Baking soda and vinegar experiments are huge at our house! I’m constantly out of one or the other and have to keep a stash hidden from my little scientists. They love to watch the chemical reaction that occurs when you combine the two.
I knew they would love apple volcanoes, but wanted to take it a step further. I gave them a red and green apple and asked them to make a predictions: will one type of apple produce more of a reaction (fizz) than the other.
Our oldest starting doing volcano projects in preschool. With Daddy’s help, he built a paper mache volcano and used the reaction of baking soda and vinegar to create a volcanic eruption. For three years, they made one and did a demonstration for his classmates.

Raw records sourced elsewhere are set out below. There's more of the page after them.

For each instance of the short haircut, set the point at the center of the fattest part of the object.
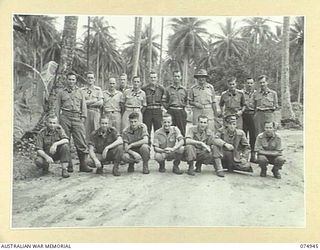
(134, 115)
(51, 116)
(202, 117)
(261, 77)
(90, 73)
(71, 73)
(231, 79)
(135, 77)
(166, 115)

When you combine baking soda and vinegar a chemical reaction occurs that releases carbon dioxide. The baking soda (sodium bicarbonate) is a base while the vinegar (acetic acid) is an acid. When they react together they form carbonic acid, which breaks apart into water and carbon dioxide, and creates fizzing as it escapes.
- Baking soda
- Dish or container to catch the fizz
- Knife to cut center from apple
*We used Red Delicious and Granny Smith.
1. Prep your apples by cutting a hole in the top of each apple. (Dad completed this step.)
2. Put equal amount of baking soda in each apple.
3. Pour vinegar into each apple and watch it fizz.
4. Draw your conclusions. There was only a slight difference in the reaction between the two apples, but after a few test runs, we were able to draw our conclusions. The reaction of baking soda and vinegar produced more fizz with the granny smith apple. We believe it might be due to the higher acid content in this apple.
I didn’t get a picture, but once they finished with their apple volcanoes, the kids had a fun sensory experience getting their hands in the fizz.